Screening with 10-yearly colonoscopy was not found to be cost-effective when compared with biennial iFOBT screening and other screening strategies considered in the study.[40]

The acceptability of colonoscopy as a screening tool is limited by the procedure’s invasive nature and the need for vigorous bowel preparation and sedation.

Colonoscopy has been considered as a potential screening tool, rather than diagnostic tool, due to its high sensitivity for detecting bowel cancers and advanced adenomas. However, the overall appropriateness of colonoscopy as the primary tool in population screening remains unclear. Moreover, the feasibility of providing colonoscopy for the circa 8 million Australians recommended for screening is also doubtful, given the high cost of the procedure, potential adverse effects, workforce limitations and other logistical issues.

Plasma and faecal DNA testing

DNA biomarker testing, using plasma (blood) or faecal DNA samples, is an emerging technology for the detection of bowel cancer. A number of DNA modifications associated with bowel cancer and its precursors have been identified. These are both genetic (usually mutational changes to the genes) and epigenetic (changes to gene expression, usually by promoter methylation).

DNA biomarker tests for bowel cancer using plasma and faecal stool samples are available, however to date, the performance of such tests have not been evaluated for population screening.

Faecal DNA testing sensitivity is 41-57% for detecting advanced adenomas and 93-100% for bowel cancer (stage I to III).

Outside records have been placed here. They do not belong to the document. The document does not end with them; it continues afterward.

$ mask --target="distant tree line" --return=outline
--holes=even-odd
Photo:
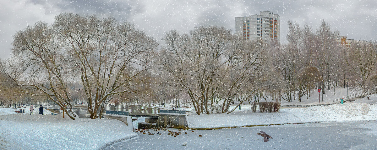
[[[83,103],[95,119],[109,104],[172,101],[198,115],[229,113],[235,102],[257,98],[291,102],[297,94],[300,102],[311,90],[343,86],[347,78],[366,93],[377,91],[375,42],[348,49],[324,21],[316,30],[288,22],[284,44],[245,40],[216,26],[170,31],[159,44],[128,22],[62,13],[14,36],[12,57],[0,63],[0,103],[66,105],[72,119],[74,105]]]

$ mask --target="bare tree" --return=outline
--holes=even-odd
[[[377,43],[371,41],[354,42],[343,57],[349,73],[352,75],[350,76],[354,77],[355,86],[368,94],[367,81],[377,69]],[[369,99],[369,96],[367,96]]]
[[[332,31],[329,25],[322,20],[319,28],[316,31],[316,38],[318,39],[318,46],[314,52],[317,61],[316,66],[321,73],[323,82],[321,86],[322,89],[326,86],[330,89],[330,81],[338,72],[336,66],[339,64],[340,56],[339,45],[336,42],[336,39],[339,37],[339,31]],[[325,93],[325,90],[322,90]]]
[[[133,24],[112,18],[62,14],[54,27],[83,84],[93,119],[113,95],[134,92],[130,87],[143,82],[139,75],[147,71],[158,45]]]
[[[310,92],[316,84],[322,80],[322,77],[315,67],[303,68],[296,75],[295,84],[297,87],[299,102],[301,102],[301,96]]]
[[[221,98],[222,112],[228,111],[245,87],[253,87],[253,79],[261,76],[263,45],[243,40],[224,27],[201,26],[189,34],[171,31],[163,40],[162,68],[172,75],[173,86],[186,91],[198,115],[210,113]],[[250,91],[242,101],[251,96],[254,92]]]
[[[90,118],[100,117],[112,96],[134,93],[131,87],[143,82],[158,45],[130,23],[71,13],[57,16],[52,26],[38,22],[14,39],[12,52],[20,64],[7,63],[2,71],[18,86],[35,90],[28,94],[66,105],[64,111],[73,119],[72,91],[83,91]],[[83,89],[70,90],[78,81]]]

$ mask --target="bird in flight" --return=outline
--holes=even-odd
[[[271,136],[268,135],[268,134],[262,131],[259,131],[261,133],[258,133],[257,134],[259,135],[261,135],[261,136],[263,136],[263,141],[264,142],[267,142],[268,141],[268,139],[272,139],[272,137]]]

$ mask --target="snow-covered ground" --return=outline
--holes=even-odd
[[[0,149],[100,149],[137,136],[118,120],[72,120],[60,115],[31,116],[14,111],[0,108]]]
[[[248,105],[242,106],[245,109],[248,107]],[[363,103],[345,103],[306,108],[282,108],[279,112],[270,113],[261,113],[258,110],[257,112],[253,112],[251,110],[242,111],[242,107],[241,111],[236,110],[237,111],[228,114],[197,115],[195,113],[189,113],[188,117],[188,126],[191,128],[215,128],[377,120],[377,104]]]
[[[369,99],[366,96],[361,99],[356,100],[353,102],[350,102],[352,103],[366,103],[369,104],[377,104],[377,94],[373,94],[369,96]]]
[[[348,95],[351,95],[362,91],[349,88],[348,89]],[[340,97],[341,92],[342,97]],[[310,97],[308,98],[307,99],[306,99],[306,95],[304,95],[301,97],[301,102],[299,102],[298,95],[296,94],[295,94],[295,99],[292,102],[288,102],[286,100],[282,99],[282,105],[316,105],[333,104],[333,100],[341,98],[346,97],[347,88],[342,88],[341,91],[340,88],[339,87],[330,88],[330,90],[328,90],[326,88],[325,89],[325,94],[322,94],[321,91],[319,94],[320,94],[320,102],[319,102],[319,95],[317,90],[316,89],[312,90]],[[293,96],[293,94],[292,94],[292,96]],[[271,98],[270,98],[270,99],[267,99],[267,101],[273,100]],[[322,100],[323,101],[322,101]],[[259,99],[259,101],[265,102],[265,100],[264,99],[262,98],[262,99]]]
[[[370,132],[377,128],[371,130],[363,127],[376,124],[375,122],[321,123],[194,132],[182,130],[184,134],[176,137],[168,135],[167,131],[159,131],[161,135],[138,133],[139,138],[105,150],[375,150],[377,137]],[[273,138],[264,142],[263,137],[256,135],[259,130]],[[182,146],[184,142],[186,146]]]

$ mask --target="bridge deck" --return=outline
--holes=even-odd
[[[167,110],[159,107],[152,106],[141,106],[131,105],[108,105],[105,107],[104,110],[128,111],[131,116],[138,117],[153,117],[158,116],[157,114],[161,110]],[[75,109],[74,111],[81,118],[89,118],[90,114],[87,108]],[[60,113],[60,114],[62,114]],[[106,112],[103,112],[103,115]]]

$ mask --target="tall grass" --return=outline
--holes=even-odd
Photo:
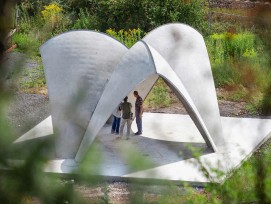
[[[106,30],[106,33],[116,38],[129,48],[132,47],[137,41],[141,40],[146,35],[146,33],[140,30],[139,28],[119,31],[108,29]]]
[[[216,87],[225,99],[245,101],[250,112],[259,112],[271,70],[263,42],[250,32],[212,34],[206,38]]]

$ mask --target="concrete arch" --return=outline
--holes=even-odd
[[[93,142],[120,101],[138,84],[148,83],[149,78],[152,80],[149,86],[152,86],[157,75],[162,76],[174,86],[174,90],[186,105],[186,109],[201,132],[205,142],[214,151],[216,150],[208,129],[181,80],[158,52],[145,42],[140,41],[122,58],[122,61],[118,64],[107,83],[79,147],[76,160],[80,160],[85,155],[89,145]]]
[[[180,23],[160,26],[144,38],[170,65],[182,81],[201,115],[216,146],[223,146],[225,135],[208,52],[202,35]]]
[[[40,52],[57,134],[56,157],[74,158],[103,89],[128,48],[102,33],[72,31],[50,39]]]

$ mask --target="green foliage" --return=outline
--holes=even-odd
[[[106,30],[106,33],[114,38],[116,38],[118,41],[125,44],[127,47],[132,47],[137,41],[141,40],[145,33],[138,29],[129,29],[127,31],[125,30],[119,30],[115,31],[112,29]]]
[[[191,0],[102,0],[96,1],[99,30],[140,28],[150,31],[162,24],[182,22],[203,30],[203,1]]]
[[[32,34],[15,33],[12,41],[17,45],[18,51],[27,53],[31,56],[39,55],[41,42],[39,42]]]
[[[212,64],[222,64],[229,59],[254,59],[258,55],[252,33],[215,33],[206,41]]]
[[[91,15],[87,9],[80,8],[78,18],[75,20],[72,29],[90,29],[97,27],[95,16]]]

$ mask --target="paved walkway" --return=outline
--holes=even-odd
[[[46,138],[52,133],[50,121],[47,118],[16,142],[32,141],[33,132],[34,137]],[[216,153],[207,148],[188,115],[145,113],[143,135],[131,136],[130,140],[116,139],[116,135],[110,134],[111,127],[106,125],[92,146],[96,151],[86,163],[87,171],[91,175],[110,177],[209,182],[200,171],[202,166],[193,158],[195,151],[199,153],[202,165],[215,177],[212,168],[225,173],[231,171],[271,135],[270,119],[222,117],[221,121],[228,139]],[[132,130],[136,130],[135,124]],[[74,160],[51,160],[45,171],[71,173],[77,167]]]

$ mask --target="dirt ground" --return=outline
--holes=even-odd
[[[223,89],[217,89],[218,98],[224,94]],[[259,117],[257,114],[249,114],[245,109],[244,102],[232,102],[219,100],[219,109],[222,116],[228,117]],[[172,113],[172,114],[186,114],[186,111],[180,102],[173,103],[167,108],[149,109],[150,112]],[[49,99],[45,94],[30,94],[18,92],[14,96],[13,102],[8,109],[8,118],[16,133],[22,134],[37,122],[46,118],[49,113]],[[39,115],[37,118],[36,116]],[[27,126],[25,125],[27,124]],[[258,150],[270,149],[271,140],[267,141]],[[166,185],[153,184],[137,184],[133,182],[124,182],[117,180],[101,181],[96,185],[82,184],[81,182],[74,182],[74,189],[78,192],[87,203],[138,203],[133,199],[138,197],[144,198],[147,203],[156,203],[167,192]],[[135,187],[137,186],[137,187]],[[183,187],[175,186],[178,193],[185,192]],[[204,193],[204,188],[194,186],[195,193]],[[31,199],[30,203],[40,203],[38,199]]]

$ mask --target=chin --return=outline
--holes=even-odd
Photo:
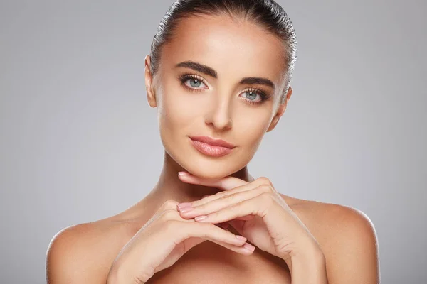
[[[241,153],[243,151],[239,151]],[[179,165],[191,175],[206,179],[220,179],[231,175],[243,168],[250,157],[231,153],[223,157],[205,156],[196,151],[169,152]]]

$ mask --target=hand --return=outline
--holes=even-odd
[[[206,240],[243,255],[253,252],[255,248],[246,243],[246,238],[211,223],[183,219],[177,204],[174,200],[164,202],[126,244],[110,268],[107,284],[144,283]]]
[[[195,221],[204,223],[228,222],[252,244],[284,259],[288,266],[297,255],[322,253],[315,237],[268,178],[260,178],[252,182],[233,177],[206,180],[181,173],[184,174],[179,175],[179,178],[184,182],[224,190],[180,204],[178,209],[183,218],[195,218]]]

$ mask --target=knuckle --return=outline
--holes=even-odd
[[[163,222],[176,220],[177,213],[176,209],[168,209],[162,212],[159,218]]]
[[[271,180],[270,180],[270,179],[268,178],[260,177],[260,178],[258,178],[257,180],[258,180],[258,181],[260,181],[262,185],[273,186],[273,183],[271,182]]]
[[[163,223],[163,226],[164,227],[165,231],[172,233],[175,231],[175,228],[176,228],[176,224],[178,221],[176,220],[167,220]]]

These studies have observed a specificity of 87-91%.[23][73][20] In 2016, the U.S. Preventive Services Task Force noted the lower specificity of faecal DNA testing in comparison with iFOB testing may result in higher numbers of false-positive results, higher likelihood of follow-up colonoscopies and experiencing an associated adverse event per screening test.[74]

In a preliminary evaluation of plasma DNA testing, sensitivity was 7% for advanced adenoma, 29% for stage I cancer and 68% for stage II cancer; specificity was 94%.[75] Similar sensitivity and specificity rates at 51% and 92% were reported for colorectal cancer from another assessment.[76] The poor sensitivity of plasma DNA testing for advanced adenoma and for stage I cancer makes the test inappropriate for population screening.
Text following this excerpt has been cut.